K. Danielle: We don’t. We haven’t communicated with his parents since I was five months pregnant with our first daughter, and that was more than four years ago. I must say that I occassionally think about them from the point of view of how my children will deal with not knowing or meeting their paternal grandparents, or their paternal aunts and uncle. Then I realize that I, too, didn’t experience similar relationships in my own childhood with certain relations, though not due to such negative circumstances, and in retrospect don’t feel deprived or shortchanged in any way. If anything, considering the reality and facts of the situation, the current dilemma protects my children from an unhealthy dynamic and enables me to surround them with loving, contaminant-free relatives. I was once full of anger, then I was preoccupied. Over time, I have grown indifferent and completely forgive them, though I cannot foresee them ever having a place in my life.
Lonnie: The issue lies with my immediate family. I take the higher road, which is the spiritual one – meaning that I have my own family now, so I no longer cleave to my mother, like so many grown men do. I have my own household, and that’s who I take care of, rather than family who have let me down. I love them but do not care to ever speak to them again.
BMWK: You sound like two totally different people, do you think the old saying is true that opposites attract and do you think this brings more to your relationship?
K. Danielle: I view myself as the creative counterpart in the relationship and him as the pragmatic, utility-minded individual. I write poems and short stories and read literature; he can remodel houses and build computers. On the other hand, I am a methodical planner – a type A person – consistently thinking about what I will be doing – or need to do – next week, next month, next year, in five years, in three decades … so he helps me stay grounded and enjoy the moments that I might otherwise miss entirely.
Lonnie: I don’t agree with the statement that opposites attract in general, but with us it is quite helpful in our relationship. Case in point, she grew up in somewhat of a white collar neighborhood and household, whereas I grew up in a blue collar one. I learned to do home and automotive repairs based on necessity to basically survive. She would be more inclined to call and hire someone to perform such work. That is just one example of the differences and how they function in our marriage.
BMWK: After going through your marriage for a second time what advice would you offer to couples just starting out or to our single readers?

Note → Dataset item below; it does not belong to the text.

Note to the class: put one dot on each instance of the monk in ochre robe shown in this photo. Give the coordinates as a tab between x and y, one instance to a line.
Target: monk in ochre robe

K. Danielle: Communication, discipline, focus and broad-mindedness, with an eye on the future, are key. So is dedication and maturity, which enables individuals to do something I feel is critical in maintaining a positive marriage: Accepting and possibly internalizing advice only from individuals who are in stable, long-term, happy and fulfilling marriages. So often, younger married people too seriously regard the largely baseless (at least, experientially) input from friends who have never been married or had a solid, long-term relationship. While I might find the advice of my never-married or childless friends interesting, provocative or even entertaining, I find it difficult in many cases to apply their opinions on relationship issues to the much more complicated matters that are integral to the daily and long-term issues of a marriage. I believe finding other married couples who share your values is vital. We are still navigating that trajectory; as a married black couple with children in this age, we certainly feel like a minority. It’s not cool to be us. We are like aliens. We are the anti-statistic. No one is making movies about us. We are like the image in Spike Lee’s Bamboozled of the black family missing in action, a relic of a seemingly mythic past.
Lonnie: Understand that marriage is a career, meaning it’s more than just a second job. You have to look at it the same way as you do with your professional career. You can’t treat it like it’s a lackluster job that you feel you can leave and easily replace with another. You have to work at it and practice – daily.
BMWK: Thank you both for sharing your time and your story with the Black and Married With Kids family!